In retrospect I was overly influenced by the spectre of re-sale. While one cannot ignore this piece of the design puzzle it should not have an overly prominent position in the matrix. In fact a smaller house would open up a larger portion of the market.

You live and learn.

Landscape. Looking back, I would have saved myself a lot of trouble, time, and money by planting grass when the finish grading was done. The city required me (as well as good erosion control practice) to cover all the barren ground so I put down mulch. When I turned my back the exotic invasive plant community made itself at home and I recently had to rip it all out and seed and straw.

There are certainly better things to do with one’s free time than pull out privet bushes! Banging your head against a wall comes to mind as pulling privet is even less enjoyable.

I know grass is not ideal but it does buy one some time to install a native, edible, and bird friendly landscape.

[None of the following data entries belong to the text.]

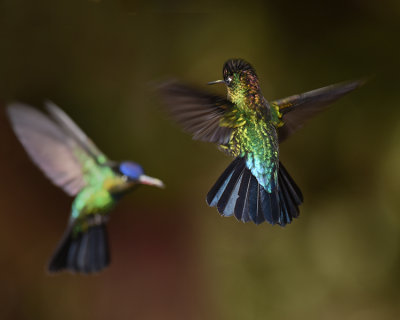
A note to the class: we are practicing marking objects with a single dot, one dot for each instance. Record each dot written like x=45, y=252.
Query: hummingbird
x=255, y=186
x=73, y=162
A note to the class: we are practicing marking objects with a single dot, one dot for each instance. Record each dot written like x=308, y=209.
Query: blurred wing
x=72, y=129
x=297, y=109
x=50, y=148
x=197, y=111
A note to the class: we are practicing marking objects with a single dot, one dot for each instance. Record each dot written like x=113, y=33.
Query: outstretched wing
x=72, y=129
x=51, y=148
x=197, y=111
x=297, y=109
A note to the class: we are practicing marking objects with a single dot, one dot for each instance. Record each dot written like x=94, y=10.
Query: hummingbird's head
x=239, y=77
x=135, y=173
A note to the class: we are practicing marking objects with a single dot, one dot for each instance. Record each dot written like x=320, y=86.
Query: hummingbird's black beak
x=215, y=82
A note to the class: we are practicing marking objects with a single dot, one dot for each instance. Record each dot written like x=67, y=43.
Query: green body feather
x=254, y=133
x=98, y=196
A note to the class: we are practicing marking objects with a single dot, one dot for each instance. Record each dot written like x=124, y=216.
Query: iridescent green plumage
x=73, y=162
x=255, y=186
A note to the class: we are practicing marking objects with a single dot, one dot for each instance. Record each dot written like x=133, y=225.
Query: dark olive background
x=172, y=256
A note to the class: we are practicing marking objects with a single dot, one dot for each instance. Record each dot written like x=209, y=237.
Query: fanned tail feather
x=85, y=252
x=238, y=193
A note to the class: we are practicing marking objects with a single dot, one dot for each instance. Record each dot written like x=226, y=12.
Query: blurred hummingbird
x=73, y=162
x=255, y=186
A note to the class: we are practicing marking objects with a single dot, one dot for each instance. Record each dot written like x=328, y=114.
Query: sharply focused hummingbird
x=255, y=186
x=73, y=162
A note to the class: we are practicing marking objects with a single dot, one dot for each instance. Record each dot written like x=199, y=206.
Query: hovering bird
x=73, y=162
x=255, y=186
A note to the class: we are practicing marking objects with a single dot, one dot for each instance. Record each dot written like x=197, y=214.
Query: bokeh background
x=172, y=256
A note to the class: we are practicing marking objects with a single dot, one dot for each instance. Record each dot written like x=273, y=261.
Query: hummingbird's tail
x=84, y=252
x=237, y=192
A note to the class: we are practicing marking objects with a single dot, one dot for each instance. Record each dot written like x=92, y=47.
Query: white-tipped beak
x=216, y=81
x=143, y=179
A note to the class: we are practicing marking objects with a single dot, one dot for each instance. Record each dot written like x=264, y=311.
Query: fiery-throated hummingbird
x=255, y=186
x=73, y=162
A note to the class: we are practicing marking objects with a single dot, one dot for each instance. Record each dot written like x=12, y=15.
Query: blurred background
x=173, y=257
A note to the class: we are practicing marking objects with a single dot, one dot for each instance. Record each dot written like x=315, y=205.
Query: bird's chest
x=257, y=141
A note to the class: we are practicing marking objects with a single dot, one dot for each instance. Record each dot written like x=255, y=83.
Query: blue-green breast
x=256, y=139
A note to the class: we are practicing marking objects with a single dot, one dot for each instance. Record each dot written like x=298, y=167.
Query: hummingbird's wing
x=75, y=132
x=297, y=109
x=51, y=148
x=198, y=112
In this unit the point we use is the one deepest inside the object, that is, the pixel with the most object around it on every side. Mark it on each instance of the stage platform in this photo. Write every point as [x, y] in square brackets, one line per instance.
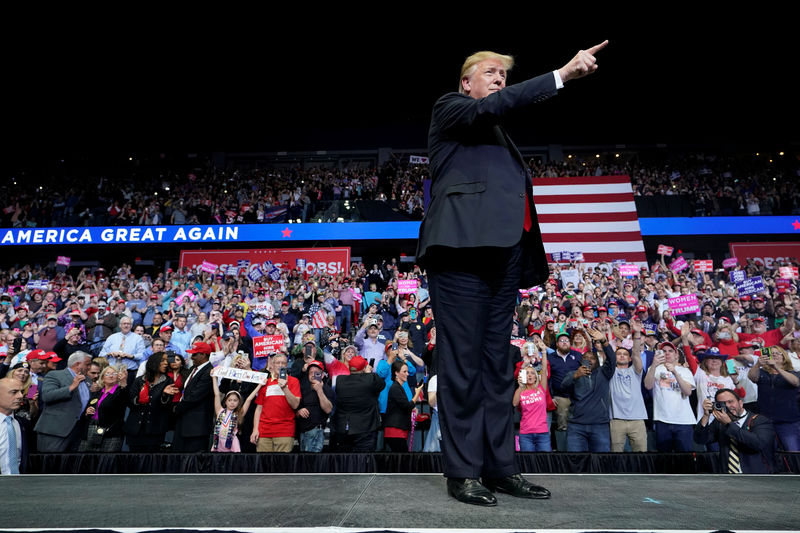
[395, 502]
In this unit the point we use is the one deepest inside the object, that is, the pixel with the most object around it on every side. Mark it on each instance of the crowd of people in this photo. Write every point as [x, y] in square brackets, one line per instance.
[112, 360]
[204, 194]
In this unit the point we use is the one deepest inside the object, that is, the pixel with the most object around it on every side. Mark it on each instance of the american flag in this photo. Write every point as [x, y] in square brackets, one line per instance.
[594, 215]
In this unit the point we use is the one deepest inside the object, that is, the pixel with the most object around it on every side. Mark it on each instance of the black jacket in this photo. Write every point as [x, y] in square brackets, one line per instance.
[356, 409]
[398, 408]
[479, 179]
[755, 442]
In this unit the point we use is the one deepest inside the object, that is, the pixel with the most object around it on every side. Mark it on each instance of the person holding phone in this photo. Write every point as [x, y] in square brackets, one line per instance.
[778, 385]
[275, 408]
[65, 395]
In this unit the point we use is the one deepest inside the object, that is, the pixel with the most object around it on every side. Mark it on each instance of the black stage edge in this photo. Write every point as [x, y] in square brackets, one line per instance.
[370, 502]
[377, 463]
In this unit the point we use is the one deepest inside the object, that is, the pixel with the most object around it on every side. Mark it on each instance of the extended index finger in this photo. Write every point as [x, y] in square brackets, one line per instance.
[596, 48]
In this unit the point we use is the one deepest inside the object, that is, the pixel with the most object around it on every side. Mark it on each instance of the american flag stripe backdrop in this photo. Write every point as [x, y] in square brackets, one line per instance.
[595, 215]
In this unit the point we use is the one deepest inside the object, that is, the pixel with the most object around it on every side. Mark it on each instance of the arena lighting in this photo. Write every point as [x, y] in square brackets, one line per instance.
[241, 233]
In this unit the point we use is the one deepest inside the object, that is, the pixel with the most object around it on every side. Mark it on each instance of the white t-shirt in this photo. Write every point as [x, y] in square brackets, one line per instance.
[627, 402]
[669, 404]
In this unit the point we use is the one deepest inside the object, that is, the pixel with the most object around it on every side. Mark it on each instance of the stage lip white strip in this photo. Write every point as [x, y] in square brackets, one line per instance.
[598, 207]
[588, 227]
[617, 247]
[566, 190]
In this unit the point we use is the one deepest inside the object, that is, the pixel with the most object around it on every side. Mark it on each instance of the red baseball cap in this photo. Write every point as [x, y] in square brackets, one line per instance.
[200, 347]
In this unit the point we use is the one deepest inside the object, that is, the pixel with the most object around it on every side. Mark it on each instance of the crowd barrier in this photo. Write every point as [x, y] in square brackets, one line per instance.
[378, 463]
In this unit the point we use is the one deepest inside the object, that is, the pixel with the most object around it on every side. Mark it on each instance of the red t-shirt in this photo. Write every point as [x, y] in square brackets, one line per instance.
[277, 416]
[772, 337]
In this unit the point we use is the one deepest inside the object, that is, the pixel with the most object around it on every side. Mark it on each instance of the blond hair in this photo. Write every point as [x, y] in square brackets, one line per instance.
[471, 63]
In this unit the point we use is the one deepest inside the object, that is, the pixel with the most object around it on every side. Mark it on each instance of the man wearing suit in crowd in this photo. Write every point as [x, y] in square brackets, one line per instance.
[480, 243]
[356, 419]
[746, 440]
[64, 395]
[13, 445]
[195, 411]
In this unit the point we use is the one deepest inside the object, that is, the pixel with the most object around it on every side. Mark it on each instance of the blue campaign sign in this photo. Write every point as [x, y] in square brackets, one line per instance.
[738, 275]
[750, 286]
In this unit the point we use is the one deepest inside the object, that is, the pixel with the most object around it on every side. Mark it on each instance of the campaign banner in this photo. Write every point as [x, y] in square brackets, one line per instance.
[663, 249]
[570, 276]
[406, 286]
[684, 304]
[738, 275]
[678, 265]
[207, 266]
[187, 294]
[704, 265]
[783, 285]
[317, 260]
[766, 253]
[788, 272]
[730, 262]
[239, 374]
[267, 344]
[40, 284]
[750, 286]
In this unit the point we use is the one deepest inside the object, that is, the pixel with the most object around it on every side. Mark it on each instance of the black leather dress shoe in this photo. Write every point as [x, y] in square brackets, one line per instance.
[470, 491]
[518, 486]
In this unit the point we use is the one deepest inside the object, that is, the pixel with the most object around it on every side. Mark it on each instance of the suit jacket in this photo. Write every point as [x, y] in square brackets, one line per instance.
[755, 442]
[62, 408]
[356, 408]
[479, 179]
[195, 411]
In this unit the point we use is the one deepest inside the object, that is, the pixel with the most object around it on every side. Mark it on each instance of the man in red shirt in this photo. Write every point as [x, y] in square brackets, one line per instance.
[276, 402]
[758, 327]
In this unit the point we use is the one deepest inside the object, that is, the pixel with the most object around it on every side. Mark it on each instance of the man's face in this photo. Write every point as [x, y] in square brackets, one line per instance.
[488, 77]
[37, 365]
[732, 403]
[10, 395]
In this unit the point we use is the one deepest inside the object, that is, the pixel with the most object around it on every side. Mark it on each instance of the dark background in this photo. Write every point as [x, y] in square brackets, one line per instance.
[95, 81]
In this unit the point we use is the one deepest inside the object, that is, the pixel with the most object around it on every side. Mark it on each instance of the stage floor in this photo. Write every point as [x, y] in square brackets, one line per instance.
[399, 502]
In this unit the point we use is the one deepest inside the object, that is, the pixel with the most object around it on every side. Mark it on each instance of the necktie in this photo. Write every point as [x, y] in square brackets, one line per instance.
[13, 453]
[734, 466]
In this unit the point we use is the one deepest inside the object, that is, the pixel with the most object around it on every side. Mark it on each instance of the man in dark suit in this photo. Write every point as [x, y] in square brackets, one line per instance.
[746, 440]
[195, 411]
[356, 418]
[480, 243]
[64, 395]
[13, 445]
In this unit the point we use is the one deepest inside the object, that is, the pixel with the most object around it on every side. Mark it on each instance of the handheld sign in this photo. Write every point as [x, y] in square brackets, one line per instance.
[684, 304]
[267, 344]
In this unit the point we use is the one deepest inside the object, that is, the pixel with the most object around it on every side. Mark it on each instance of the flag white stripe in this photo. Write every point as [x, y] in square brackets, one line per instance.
[595, 247]
[600, 207]
[588, 227]
[601, 188]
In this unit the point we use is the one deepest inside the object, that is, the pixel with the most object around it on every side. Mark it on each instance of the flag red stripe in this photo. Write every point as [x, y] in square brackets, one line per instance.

If you mow with a battery powered weed eater as I do and if your house is powered by a pv array (as mine will be come July!) some of the energy and pollution concerns are addressed.

By the way, Black and Deckers 40 volt battery powered weed eater is pretty cool. With the two batteries one can weed whack for over an hour at full power. I don’t know about you but 60 minutes of steep slope weed whacking is quite enough, thank you.

I’m off topic here but I have pledged to purchase no more internal combustion engines, especially the dreaded two stroke variety. They pollute, smell terrible, are hard to start, and generally involve spilling gas/oil mix on your pants when you fill it. Let’s pray Elon Musk changes the battery market as he has pledged  and a lot of better options are going to pop up. If we power our devices, cars, and tools with a pv array things will start looking up, carbon-wise.

Nosiryee, the next vehicle I will buy will a plug-in; I love the Volt but don’t presently have the requisite pesos.

I did, however, install an 220 volt charger for this inevitability. I even got a GreenBuilt point for this.

Mistakes and missed opportunities are life’s evolutionary learning impetus. If you’re not learning, you’re not living so the adage of “Fail Faster” is certainly appropriate for green builders and designers.

If the culture and the species never made mistakes we’d still be banging rocks together hoping someone would invent dentistry and discover alcohol.